Simpson runs the experimental quantum imaging and sensing laboratory at Melbourne and is the closest match at this institution to a bio-oriented NV sensing postdoc. Two active threads: (i) widefield NV magnetic and spin-relaxation imaging of living cells and tissue, including magnetic imaging of magnetotactic bacteria, cellular free radicals and paramagnetic ion transport, and quantum-probe imaging of neuronal activity; and (ii) engineering Australia's most sensitive diamond vector magnetometer with RMIT and Phasor Innovation, aimed at navigation, underground/undersea sensing and, explicitly, mapping magnetic signals of the human brain in unshielded environments. That second thread is a direct bid at bioelectromagnetism with a quantum sensor. Positioned against the established body of NV-ensemble quantum sensing work β DEER, nanoscale NMR and T1 relaxometry protocols operating at pT/sqrt(Hz) field sensitivity β Simpson's work is a continuation of exactly that lineage, pushing ensemble DEER/T1-relaxometry contrast mechanisms out of the physics lab and into cell biology and human-scale magnetoencephalography. Preferred attributes present: bioelectromagnetism, human-subject ambitions, sensitivity-limited (not fabrication-limited) programme. QUBIC investigator; recruits postdocs regularly.

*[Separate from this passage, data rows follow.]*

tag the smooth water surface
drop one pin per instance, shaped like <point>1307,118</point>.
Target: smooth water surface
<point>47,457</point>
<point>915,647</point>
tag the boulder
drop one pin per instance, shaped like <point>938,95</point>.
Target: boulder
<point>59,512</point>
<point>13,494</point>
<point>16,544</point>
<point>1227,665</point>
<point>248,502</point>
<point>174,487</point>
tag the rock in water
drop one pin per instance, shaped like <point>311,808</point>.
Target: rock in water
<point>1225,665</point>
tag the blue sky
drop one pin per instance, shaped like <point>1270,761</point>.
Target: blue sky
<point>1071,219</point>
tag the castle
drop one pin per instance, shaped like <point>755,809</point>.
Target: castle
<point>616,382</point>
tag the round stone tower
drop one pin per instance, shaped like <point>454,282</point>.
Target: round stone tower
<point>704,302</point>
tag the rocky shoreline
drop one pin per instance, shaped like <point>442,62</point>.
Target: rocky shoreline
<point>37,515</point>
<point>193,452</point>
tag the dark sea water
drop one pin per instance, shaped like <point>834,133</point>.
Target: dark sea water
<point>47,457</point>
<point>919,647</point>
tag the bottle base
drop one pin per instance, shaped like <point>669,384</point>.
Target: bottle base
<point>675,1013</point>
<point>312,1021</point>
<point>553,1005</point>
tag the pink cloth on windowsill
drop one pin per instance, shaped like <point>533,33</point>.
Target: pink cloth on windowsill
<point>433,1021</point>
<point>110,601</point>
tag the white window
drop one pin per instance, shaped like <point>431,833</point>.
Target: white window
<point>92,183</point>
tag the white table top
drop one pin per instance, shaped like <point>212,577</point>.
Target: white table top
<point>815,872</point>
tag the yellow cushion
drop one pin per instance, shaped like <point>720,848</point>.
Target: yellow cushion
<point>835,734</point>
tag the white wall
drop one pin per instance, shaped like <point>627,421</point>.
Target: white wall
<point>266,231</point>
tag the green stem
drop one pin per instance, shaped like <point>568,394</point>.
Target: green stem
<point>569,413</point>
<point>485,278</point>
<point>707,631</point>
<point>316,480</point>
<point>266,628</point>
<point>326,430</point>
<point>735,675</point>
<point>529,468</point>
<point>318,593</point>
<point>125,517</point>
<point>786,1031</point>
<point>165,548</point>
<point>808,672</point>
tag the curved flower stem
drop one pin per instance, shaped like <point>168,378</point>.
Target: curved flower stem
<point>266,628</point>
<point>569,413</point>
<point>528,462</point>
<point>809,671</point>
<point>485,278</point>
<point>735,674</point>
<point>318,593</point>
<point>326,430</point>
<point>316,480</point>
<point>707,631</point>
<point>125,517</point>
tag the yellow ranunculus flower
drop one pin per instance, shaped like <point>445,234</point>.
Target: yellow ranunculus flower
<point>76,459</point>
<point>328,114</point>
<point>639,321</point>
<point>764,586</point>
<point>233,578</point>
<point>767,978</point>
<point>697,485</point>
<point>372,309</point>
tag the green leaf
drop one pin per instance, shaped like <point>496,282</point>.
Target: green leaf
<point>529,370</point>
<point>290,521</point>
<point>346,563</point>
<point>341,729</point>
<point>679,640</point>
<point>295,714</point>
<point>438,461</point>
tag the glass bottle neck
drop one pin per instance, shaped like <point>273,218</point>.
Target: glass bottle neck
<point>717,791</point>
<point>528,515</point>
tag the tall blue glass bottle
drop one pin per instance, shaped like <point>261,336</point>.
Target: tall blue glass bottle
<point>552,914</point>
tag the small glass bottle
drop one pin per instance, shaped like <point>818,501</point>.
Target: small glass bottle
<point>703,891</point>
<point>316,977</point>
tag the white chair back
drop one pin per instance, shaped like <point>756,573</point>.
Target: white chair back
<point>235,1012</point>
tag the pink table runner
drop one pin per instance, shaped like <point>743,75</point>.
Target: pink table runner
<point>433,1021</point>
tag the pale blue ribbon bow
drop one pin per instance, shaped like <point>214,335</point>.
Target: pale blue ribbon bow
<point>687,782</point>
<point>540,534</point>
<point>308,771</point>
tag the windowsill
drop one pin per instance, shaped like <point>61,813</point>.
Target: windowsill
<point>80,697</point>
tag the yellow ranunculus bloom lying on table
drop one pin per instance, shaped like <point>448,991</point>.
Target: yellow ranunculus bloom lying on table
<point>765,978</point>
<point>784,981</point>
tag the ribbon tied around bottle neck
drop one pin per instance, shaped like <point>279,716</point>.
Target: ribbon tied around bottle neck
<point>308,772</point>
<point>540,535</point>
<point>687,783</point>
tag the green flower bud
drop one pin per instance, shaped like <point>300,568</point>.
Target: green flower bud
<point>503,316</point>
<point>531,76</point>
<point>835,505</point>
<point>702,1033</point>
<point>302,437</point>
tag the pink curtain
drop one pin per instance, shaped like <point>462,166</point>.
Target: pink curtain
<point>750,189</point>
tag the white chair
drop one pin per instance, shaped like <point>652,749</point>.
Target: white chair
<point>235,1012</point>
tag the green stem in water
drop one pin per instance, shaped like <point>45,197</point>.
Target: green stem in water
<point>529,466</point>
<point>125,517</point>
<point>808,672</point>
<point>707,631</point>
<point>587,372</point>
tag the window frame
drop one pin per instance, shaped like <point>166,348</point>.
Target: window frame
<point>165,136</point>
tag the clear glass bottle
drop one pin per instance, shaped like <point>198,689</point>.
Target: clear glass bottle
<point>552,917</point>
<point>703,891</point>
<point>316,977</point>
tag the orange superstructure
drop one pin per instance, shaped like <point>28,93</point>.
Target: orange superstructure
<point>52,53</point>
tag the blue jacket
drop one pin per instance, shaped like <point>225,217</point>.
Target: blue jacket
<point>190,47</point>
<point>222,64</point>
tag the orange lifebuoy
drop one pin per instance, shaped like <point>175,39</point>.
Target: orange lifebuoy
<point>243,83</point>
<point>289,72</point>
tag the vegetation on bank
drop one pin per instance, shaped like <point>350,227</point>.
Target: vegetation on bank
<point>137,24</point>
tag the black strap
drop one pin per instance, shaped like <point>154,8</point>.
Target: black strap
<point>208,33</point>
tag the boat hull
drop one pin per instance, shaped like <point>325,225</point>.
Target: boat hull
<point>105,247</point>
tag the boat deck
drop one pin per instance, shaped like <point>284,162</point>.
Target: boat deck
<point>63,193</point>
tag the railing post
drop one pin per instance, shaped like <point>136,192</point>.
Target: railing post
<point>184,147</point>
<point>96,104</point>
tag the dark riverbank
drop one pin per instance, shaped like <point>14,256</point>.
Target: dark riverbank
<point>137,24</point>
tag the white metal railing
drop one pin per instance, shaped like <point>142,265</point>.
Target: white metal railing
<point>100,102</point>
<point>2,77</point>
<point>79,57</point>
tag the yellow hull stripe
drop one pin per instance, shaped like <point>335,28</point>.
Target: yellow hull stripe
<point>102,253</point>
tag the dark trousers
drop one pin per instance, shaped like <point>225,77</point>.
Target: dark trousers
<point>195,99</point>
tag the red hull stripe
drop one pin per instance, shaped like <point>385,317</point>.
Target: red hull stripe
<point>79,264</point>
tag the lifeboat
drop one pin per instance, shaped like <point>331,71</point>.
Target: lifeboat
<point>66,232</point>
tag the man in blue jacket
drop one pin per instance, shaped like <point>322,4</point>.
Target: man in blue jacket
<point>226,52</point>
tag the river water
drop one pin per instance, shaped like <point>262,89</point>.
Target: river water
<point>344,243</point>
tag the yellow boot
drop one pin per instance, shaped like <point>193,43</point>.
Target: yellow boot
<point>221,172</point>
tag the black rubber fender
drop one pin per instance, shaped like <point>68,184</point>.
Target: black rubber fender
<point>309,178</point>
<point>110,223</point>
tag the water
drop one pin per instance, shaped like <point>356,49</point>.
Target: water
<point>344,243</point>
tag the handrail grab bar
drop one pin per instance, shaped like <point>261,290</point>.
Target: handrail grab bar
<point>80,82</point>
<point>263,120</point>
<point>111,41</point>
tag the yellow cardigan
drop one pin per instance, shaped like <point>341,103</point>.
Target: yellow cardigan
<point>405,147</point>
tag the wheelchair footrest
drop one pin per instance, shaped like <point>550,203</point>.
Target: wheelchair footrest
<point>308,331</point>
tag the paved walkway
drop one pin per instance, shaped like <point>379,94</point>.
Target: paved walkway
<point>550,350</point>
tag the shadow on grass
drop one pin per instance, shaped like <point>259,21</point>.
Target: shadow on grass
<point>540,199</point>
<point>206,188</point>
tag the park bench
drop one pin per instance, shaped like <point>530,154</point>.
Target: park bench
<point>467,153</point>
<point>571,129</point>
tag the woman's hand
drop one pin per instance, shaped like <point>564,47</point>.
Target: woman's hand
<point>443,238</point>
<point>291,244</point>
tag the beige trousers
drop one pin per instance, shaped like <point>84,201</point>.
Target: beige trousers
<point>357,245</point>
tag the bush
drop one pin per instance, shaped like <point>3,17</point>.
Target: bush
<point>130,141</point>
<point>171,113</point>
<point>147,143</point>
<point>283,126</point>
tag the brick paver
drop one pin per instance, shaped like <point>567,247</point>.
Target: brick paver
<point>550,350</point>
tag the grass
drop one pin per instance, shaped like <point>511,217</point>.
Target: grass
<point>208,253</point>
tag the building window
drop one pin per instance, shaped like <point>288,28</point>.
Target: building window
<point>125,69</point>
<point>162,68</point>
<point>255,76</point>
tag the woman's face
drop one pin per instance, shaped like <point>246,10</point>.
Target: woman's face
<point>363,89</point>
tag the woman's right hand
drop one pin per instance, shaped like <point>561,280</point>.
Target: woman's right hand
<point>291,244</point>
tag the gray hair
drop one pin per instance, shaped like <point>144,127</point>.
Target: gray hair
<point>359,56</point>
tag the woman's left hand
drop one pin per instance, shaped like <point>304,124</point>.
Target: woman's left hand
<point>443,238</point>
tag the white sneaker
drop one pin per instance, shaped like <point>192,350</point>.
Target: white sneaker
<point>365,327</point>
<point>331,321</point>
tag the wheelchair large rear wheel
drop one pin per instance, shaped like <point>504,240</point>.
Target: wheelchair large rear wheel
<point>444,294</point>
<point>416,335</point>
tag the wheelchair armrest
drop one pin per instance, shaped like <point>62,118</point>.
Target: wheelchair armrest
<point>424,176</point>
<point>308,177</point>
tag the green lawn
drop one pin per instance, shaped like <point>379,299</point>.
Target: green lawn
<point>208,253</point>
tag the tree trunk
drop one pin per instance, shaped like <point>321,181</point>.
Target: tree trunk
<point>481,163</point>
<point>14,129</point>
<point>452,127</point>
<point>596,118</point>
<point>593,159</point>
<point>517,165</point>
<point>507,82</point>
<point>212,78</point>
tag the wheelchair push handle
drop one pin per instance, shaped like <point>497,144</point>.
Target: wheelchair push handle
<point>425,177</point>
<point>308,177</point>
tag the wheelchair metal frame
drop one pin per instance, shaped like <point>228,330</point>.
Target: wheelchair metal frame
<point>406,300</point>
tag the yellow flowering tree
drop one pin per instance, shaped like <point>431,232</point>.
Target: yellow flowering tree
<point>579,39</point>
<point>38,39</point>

Treussart uses fluorescent nanodiamonds (NV centres) as photostable bio-probes: intracellular single-particle tracking, nanoscale thermometry/magnetometry, and multimodal biosensing in cells and organisms, alongside super-resolution imaging - a direct NV-ensemble-to-biology bridge. In the broader landscape of NV-centre ensemble quantum sensing (DEER, nano-NMR, T1 relaxometry) operating near pT/sqrt(Hz) sensitivity, this work is applied here to living cells via nanodiamond probes.